Four years ago, expecting her second child and behind in her bills, Rosalind Magwood found herself facing eviction from her apartment in a public housing complex in Brooklyn’s Brownsville. Desperate to avoid ending up in a homeless shelter, she turned to the Brownsville Partnership, which quickly assigned her a case worker and a lawyer, and sent her to a financial literacy class. Today, the 40-year-old mother of four is paid up on all her bills, has a steady job and lives in a larger apartment in the same complex.
“The partnership has helped me a lot,” she said. “I am very grateful.”
Since launching in 2008, the initiative has grown to a staff of 18, has an annual budget of $1.5 million and, more important, has assembled behind it a powerful alliance of public and private agencies to support residents in a neighborhood where nearly one in three families live below the poverty line. To date, the partnership has helped more than 400 Brownsville families hold on to their homes and more than 200 residents find a job.

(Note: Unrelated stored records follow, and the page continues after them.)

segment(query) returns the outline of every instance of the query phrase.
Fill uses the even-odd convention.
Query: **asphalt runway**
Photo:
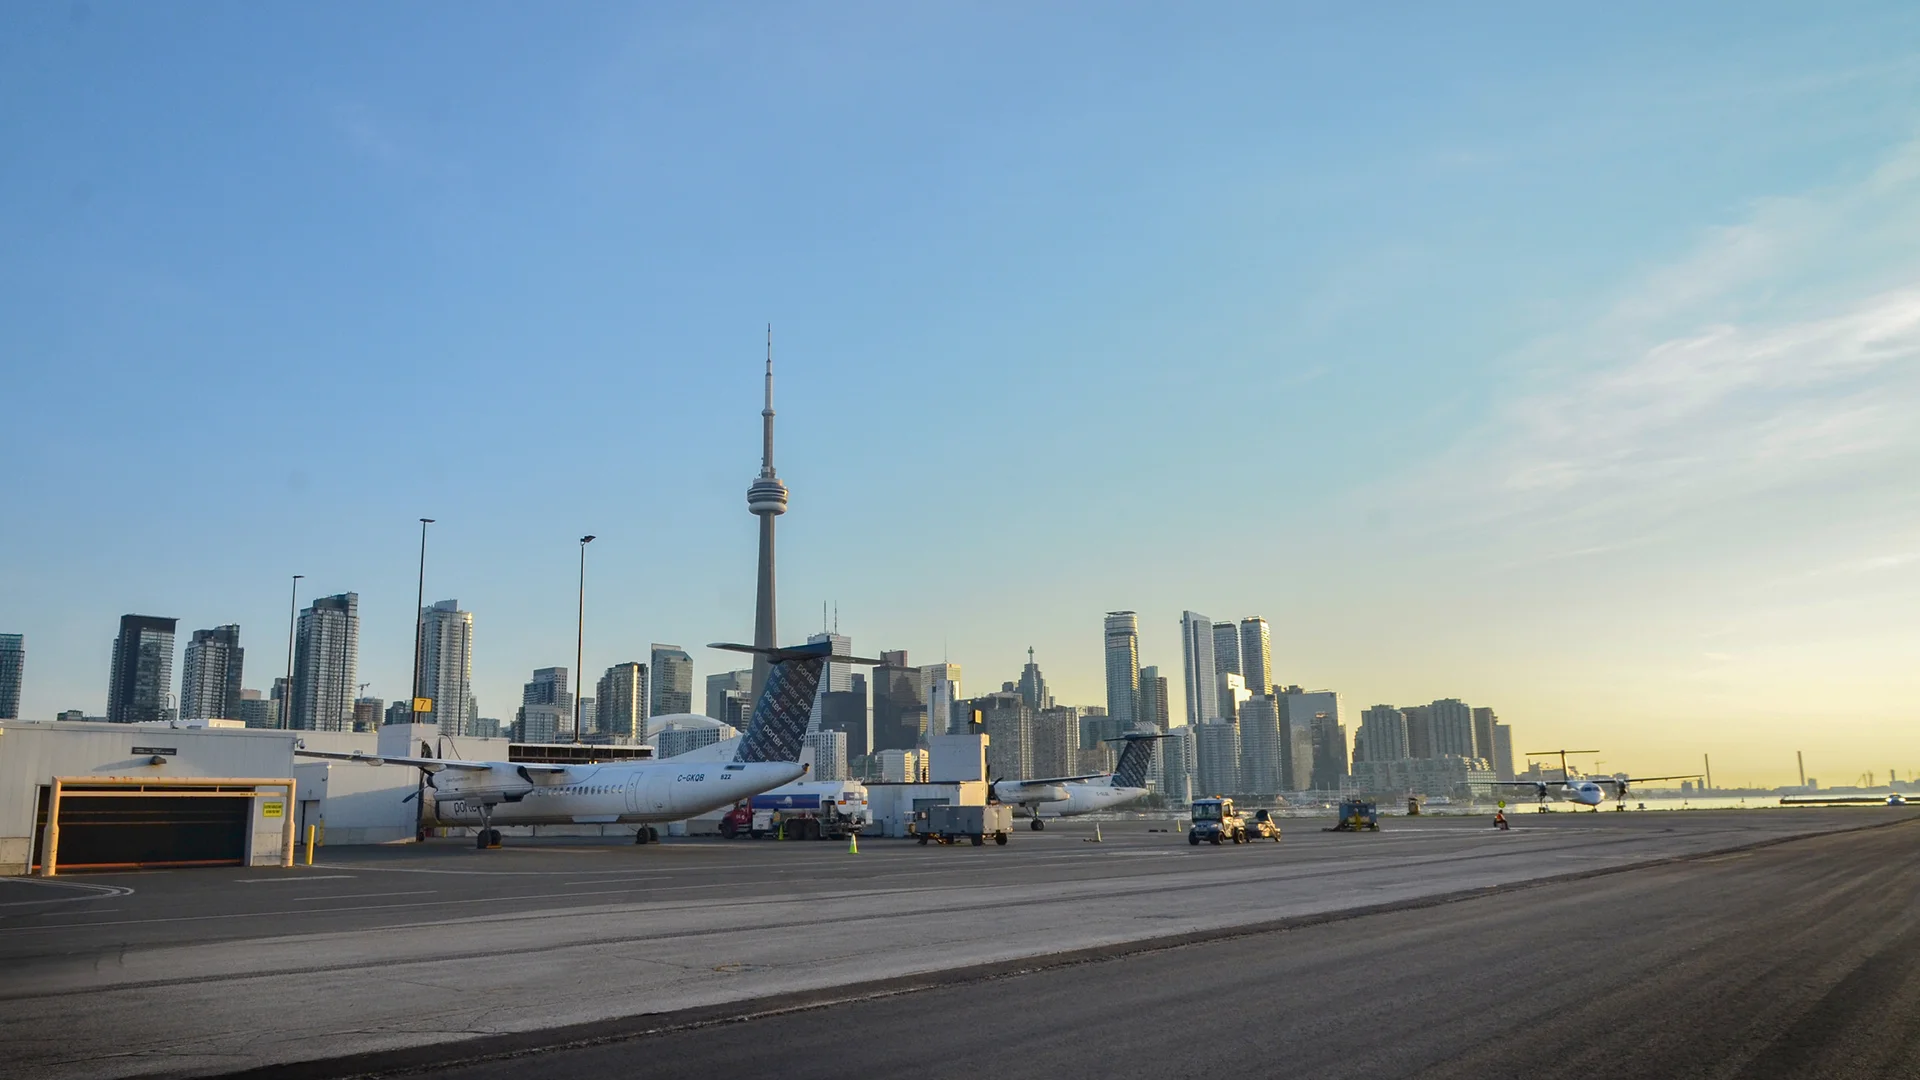
[[[436,1080],[1920,1076],[1911,826],[1090,959]]]
[[[293,870],[70,879],[80,888],[13,881],[0,885],[0,1035],[10,1064],[40,1080],[297,1062],[307,1064],[272,1074],[346,1075],[609,1039],[516,1056],[515,1075],[654,1075],[646,1059],[660,1051],[645,1048],[665,1040],[676,1062],[824,1076],[830,1065],[839,1075],[850,1061],[884,1063],[896,1050],[917,1055],[928,1045],[920,1025],[938,1015],[922,1010],[945,994],[957,1010],[948,1056],[902,1059],[898,1071],[945,1075],[983,1060],[1035,1071],[1018,1050],[1088,1075],[1128,1060],[1113,1048],[1132,1045],[1151,1067],[1182,1075],[1188,1062],[1236,1047],[1284,1046],[1261,1071],[1298,1061],[1311,1068],[1297,1075],[1344,1075],[1340,1063],[1351,1060],[1394,1075],[1518,1047],[1523,1036],[1537,1063],[1553,1044],[1498,1018],[1551,1026],[1567,1002],[1544,1011],[1537,1003],[1561,1000],[1562,988],[1578,1000],[1633,998],[1657,985],[1658,971],[1639,966],[1644,956],[1678,958],[1680,970],[1704,977],[1699,963],[1718,954],[1687,950],[1707,949],[1706,927],[1724,924],[1708,935],[1712,949],[1744,948],[1752,955],[1741,962],[1764,968],[1770,942],[1793,936],[1769,920],[1830,910],[1833,926],[1793,927],[1815,935],[1810,948],[1844,938],[1851,944],[1834,955],[1861,965],[1909,955],[1908,866],[1920,832],[1829,834],[1914,816],[1518,814],[1507,833],[1484,818],[1396,818],[1361,836],[1289,822],[1285,842],[1242,848],[1190,848],[1139,823],[1105,826],[1094,844],[1091,826],[1074,823],[1023,830],[1005,848],[876,839],[858,855],[771,841],[575,840],[496,852],[446,841],[322,849],[316,865]],[[1752,847],[1809,834],[1823,838]],[[1750,850],[1698,858],[1740,848]],[[1804,859],[1814,861],[1802,867]],[[1641,869],[1614,872],[1625,867]],[[1527,887],[1552,878],[1578,880]],[[1873,888],[1863,892],[1856,878]],[[1728,906],[1729,896],[1737,903]],[[1432,906],[1440,900],[1448,902]],[[1862,921],[1856,909],[1873,903],[1897,909],[1887,917],[1898,933]],[[1499,914],[1472,914],[1483,908]],[[1379,913],[1348,917],[1356,911]],[[1326,919],[1343,921],[1315,924]],[[1263,925],[1287,928],[1245,936]],[[1222,934],[1241,936],[1212,940]],[[1164,947],[1174,941],[1190,943]],[[1141,942],[1153,951],[1128,955]],[[1049,967],[1063,954],[1074,962]],[[1008,975],[1034,968],[1047,970]],[[1853,969],[1835,970],[1838,980]],[[1804,999],[1817,983],[1806,982],[1811,969],[1795,971]],[[1874,978],[1873,994],[1887,990],[1887,976]],[[921,988],[929,989],[902,993]],[[1073,1005],[1075,995],[1098,1000]],[[1783,1015],[1792,996],[1772,996],[1781,1002],[1772,1012]],[[1188,1019],[1196,1002],[1218,1018],[1200,1039]],[[828,1004],[632,1040],[663,1024]],[[1342,1019],[1349,1010],[1377,1015]],[[1096,1015],[1097,1036],[1074,1026]],[[1444,1031],[1425,1030],[1436,1021]],[[1429,1056],[1380,1065],[1381,1046],[1358,1037],[1369,1024],[1411,1025],[1418,1037],[1408,1045]],[[764,1038],[749,1033],[760,1025]],[[1316,1034],[1342,1025],[1355,1037]],[[810,1028],[839,1031],[839,1041],[821,1044],[825,1056],[785,1056],[807,1044]],[[1291,1034],[1275,1043],[1267,1032]],[[1435,1042],[1442,1034],[1469,1042]],[[749,1051],[763,1056],[729,1056]],[[1240,1064],[1223,1064],[1229,1073],[1251,1067],[1231,1060]],[[1565,1057],[1554,1049],[1547,1060]],[[958,1070],[963,1061],[969,1068]]]

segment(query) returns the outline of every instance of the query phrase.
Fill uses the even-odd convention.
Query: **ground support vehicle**
[[[845,840],[867,825],[867,800],[864,787],[834,790],[838,785],[811,785],[824,790],[794,790],[807,786],[792,784],[755,795],[720,819],[720,835],[729,840],[751,836],[755,840]]]
[[[1411,813],[1412,811],[1409,811]],[[1322,832],[1379,832],[1380,808],[1364,799],[1342,799],[1340,820]]]
[[[1247,841],[1272,840],[1280,842],[1280,823],[1273,819],[1271,810],[1255,810],[1253,820],[1247,822]]]
[[[920,843],[957,844],[962,840],[974,847],[993,842],[1005,845],[1013,834],[1013,807],[1004,803],[985,806],[930,806],[914,822]]]
[[[1193,800],[1193,824],[1187,828],[1187,843],[1236,844],[1247,842],[1247,823],[1233,808],[1233,800],[1215,796]]]

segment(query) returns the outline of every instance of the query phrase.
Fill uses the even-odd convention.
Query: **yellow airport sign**
[[[413,711],[414,711],[414,712],[432,712],[432,711],[433,711],[433,699],[432,699],[432,698],[430,698],[430,697],[417,697],[417,698],[414,698],[414,699],[413,699]]]
[[[287,804],[283,802],[263,802],[260,804],[261,817],[285,817]]]

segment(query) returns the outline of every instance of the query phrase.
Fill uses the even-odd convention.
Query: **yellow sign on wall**
[[[283,803],[283,802],[267,802],[267,803],[261,803],[261,804],[260,804],[260,816],[261,816],[261,817],[285,817],[285,816],[286,816],[286,814],[287,814],[287,804],[286,804],[286,803]]]
[[[414,699],[413,699],[413,711],[414,711],[414,712],[432,712],[432,711],[433,711],[433,699],[432,699],[432,698],[430,698],[430,697],[417,697],[417,698],[414,698]]]

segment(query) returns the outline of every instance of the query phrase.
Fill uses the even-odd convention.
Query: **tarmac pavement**
[[[771,841],[635,847],[576,840],[494,852],[447,841],[322,849],[316,865],[293,870],[71,879],[87,887],[85,898],[67,895],[58,885],[9,882],[0,888],[0,972],[5,973],[0,976],[0,1033],[13,1066],[30,1069],[40,1080],[205,1075],[292,1062],[317,1064],[279,1069],[276,1075],[339,1075],[525,1054],[582,1039],[622,1040],[604,1048],[613,1053],[617,1046],[637,1047],[662,1037],[692,1040],[685,1051],[692,1055],[689,1060],[719,1055],[713,1060],[720,1067],[725,1058],[720,1043],[726,1040],[699,1043],[701,1036],[692,1031],[624,1040],[689,1017],[733,1019],[743,1011],[844,999],[858,1002],[841,1012],[859,1018],[855,1035],[863,1048],[869,1042],[919,1047],[922,1040],[910,1023],[899,1032],[887,1024],[869,1026],[889,1009],[920,1008],[914,1003],[925,997],[891,995],[1046,967],[1076,951],[1080,956],[1070,967],[1020,978],[1044,981],[1073,978],[1064,973],[1082,968],[1113,972],[1136,963],[1173,964],[1188,974],[1169,974],[1166,981],[1158,981],[1158,975],[1128,976],[1111,986],[1096,981],[1071,992],[1112,997],[1111,1009],[1087,1006],[1109,1021],[1128,1015],[1130,1008],[1148,1008],[1151,999],[1153,1014],[1169,1020],[1162,1026],[1178,1030],[1171,1018],[1188,1007],[1189,994],[1207,993],[1207,986],[1224,988],[1234,1001],[1259,1003],[1267,996],[1262,978],[1272,980],[1277,994],[1298,977],[1309,984],[1318,977],[1289,973],[1287,965],[1295,958],[1291,948],[1254,964],[1266,937],[1207,943],[1210,935],[1285,923],[1293,929],[1275,940],[1312,935],[1357,935],[1358,940],[1384,932],[1365,929],[1387,926],[1381,920],[1413,920],[1407,932],[1417,937],[1426,933],[1418,930],[1420,920],[1464,917],[1457,912],[1469,907],[1548,911],[1564,904],[1562,897],[1596,895],[1650,907],[1648,917],[1657,923],[1689,886],[1649,906],[1629,899],[1633,881],[1710,876],[1712,867],[1737,869],[1739,861],[1753,859],[1760,860],[1756,867],[1782,864],[1774,871],[1782,880],[1768,888],[1804,892],[1809,875],[1837,887],[1844,873],[1796,871],[1797,853],[1846,843],[1910,850],[1920,834],[1899,827],[1860,833],[1861,839],[1852,841],[1797,841],[1735,855],[1736,862],[1728,864],[1669,860],[1913,816],[1882,808],[1516,814],[1514,829],[1506,833],[1489,829],[1485,818],[1394,818],[1379,834],[1357,836],[1288,822],[1283,843],[1222,848],[1192,848],[1177,833],[1146,832],[1146,824],[1134,822],[1103,826],[1105,841],[1099,844],[1086,842],[1090,826],[1056,825],[1044,833],[1022,830],[1004,848],[920,847],[875,839],[858,855],[827,843]],[[1911,859],[1889,861],[1904,867]],[[1865,872],[1864,864],[1853,869]],[[1892,872],[1876,871],[1881,878]],[[1502,891],[1570,875],[1585,876]],[[1915,895],[1911,884],[1903,898]],[[1843,891],[1858,892],[1851,886]],[[1468,904],[1431,906],[1439,899],[1480,894],[1485,895]],[[1714,903],[1712,893],[1704,893],[1684,911],[1694,918],[1703,911],[1711,915]],[[1407,905],[1428,906],[1393,910]],[[1366,910],[1384,913],[1346,918]],[[1910,921],[1910,909],[1903,917]],[[1303,921],[1326,918],[1344,921],[1303,928]],[[1611,954],[1601,947],[1609,941],[1616,947],[1624,943],[1623,951],[1631,955],[1644,951],[1637,940],[1641,924],[1618,913],[1615,918],[1624,921],[1611,927],[1604,921],[1568,924],[1573,940],[1593,946],[1582,952],[1581,964],[1615,970],[1609,966]],[[1519,928],[1516,940],[1545,949],[1543,957],[1564,957],[1564,948],[1546,948],[1558,940],[1557,919],[1530,932],[1524,915],[1507,921]],[[1494,939],[1501,935],[1492,928],[1500,923],[1496,919],[1483,928],[1490,935],[1487,947],[1497,944]],[[1474,954],[1446,947],[1445,935],[1421,940],[1437,951],[1426,961],[1428,973],[1418,978],[1437,991],[1452,985],[1449,961],[1462,970],[1478,970]],[[1736,945],[1741,940],[1738,934],[1729,939]],[[1198,943],[1161,947],[1174,941]],[[1142,942],[1155,944],[1127,959],[1080,962],[1135,953]],[[1746,944],[1755,950],[1765,946],[1757,939]],[[1888,946],[1894,955],[1901,947]],[[1205,959],[1212,955],[1205,950],[1221,952]],[[1342,967],[1337,952],[1325,954],[1327,970]],[[1350,964],[1366,974],[1356,975],[1354,985],[1388,997],[1410,994],[1395,989],[1401,982],[1395,969],[1367,967],[1385,962],[1387,955],[1355,952]],[[1416,970],[1417,963],[1409,969]],[[1553,970],[1557,981],[1550,985],[1580,985],[1590,976],[1578,965]],[[1504,986],[1523,974],[1507,969],[1491,985]],[[1048,1000],[1050,983],[1036,984],[1032,991],[1012,989],[1011,996],[998,992],[1004,984],[993,985],[995,993],[982,1000],[999,1001],[1002,1013],[1033,1017],[1035,1024],[1050,1015],[1037,1005],[1029,1008]],[[1475,992],[1486,992],[1489,984],[1474,985]],[[1544,989],[1528,993],[1551,996]],[[1441,996],[1448,1010],[1464,1004],[1451,992]],[[1293,1001],[1284,1009],[1303,1007]],[[803,1017],[817,1019],[817,1013],[790,1015],[752,1023],[804,1027]],[[1062,1015],[1071,1016],[1072,1010]],[[1300,1015],[1305,1022],[1312,1014]],[[737,1035],[739,1025],[726,1030]],[[1033,1041],[1024,1044],[995,1034],[992,1047],[995,1053],[1008,1046],[1031,1048],[1044,1041],[1046,1030],[1061,1041],[1053,1060],[1062,1067],[1072,1066],[1072,1055],[1102,1045],[1091,1036],[1062,1038],[1058,1032],[1070,1026],[1055,1025],[1036,1028]],[[1109,1023],[1102,1038],[1140,1039],[1152,1030],[1155,1025]],[[1247,1043],[1250,1036],[1235,1034],[1239,1031],[1236,1023],[1201,1041],[1215,1047]],[[783,1030],[780,1038],[790,1034]],[[1247,1043],[1258,1044],[1257,1039]],[[769,1042],[761,1049],[784,1045]],[[1366,1049],[1357,1046],[1349,1053]],[[984,1050],[966,1052],[971,1064]],[[376,1056],[339,1060],[369,1054]],[[529,1062],[559,1062],[564,1056],[548,1051],[513,1060],[524,1069]],[[1101,1057],[1112,1063],[1104,1050]],[[614,1070],[615,1061],[582,1064],[578,1073],[535,1075],[599,1075],[592,1069]],[[764,1064],[783,1074],[827,1075],[808,1072],[804,1058],[783,1055]],[[936,1060],[931,1069],[924,1062],[913,1068],[939,1075],[939,1066]],[[617,1064],[617,1074],[649,1075],[646,1068],[628,1061]],[[676,1066],[674,1075],[684,1073]]]

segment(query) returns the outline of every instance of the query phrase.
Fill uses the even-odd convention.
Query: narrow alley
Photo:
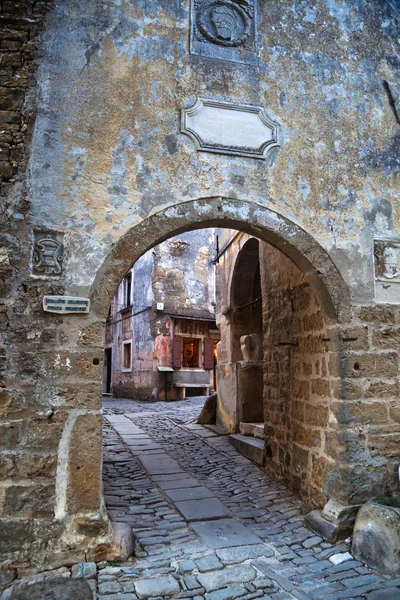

But as the partnership enters its fourth year, its bold proposal to transform one of the city’s biggest public housing complexes, with 56 buildings, is turning heads across the city and is being hailed as a potential model of socioeconomic development with national applications. The plan aims not just to fix up the buildings and add new units. Also under early consideration are additional elements unheard-of in public housing. They range from retail stores to wind turbines, and greenhouses and gardens capable of yielding fresh produce. All these initiatives are focused on creating jobs and luring visitors.
“Brownsville is a neighborhood that was left behind,” said Rosanne Haggerty, who created the nonprofit behind the Brownsville Partnership, Community Solutions, an offshoot of Common Ground. She founded Common Ground in 1990 to help house the homeless, and today it boasts nearly 3,000 apartments. “It merits significant investment,” she added.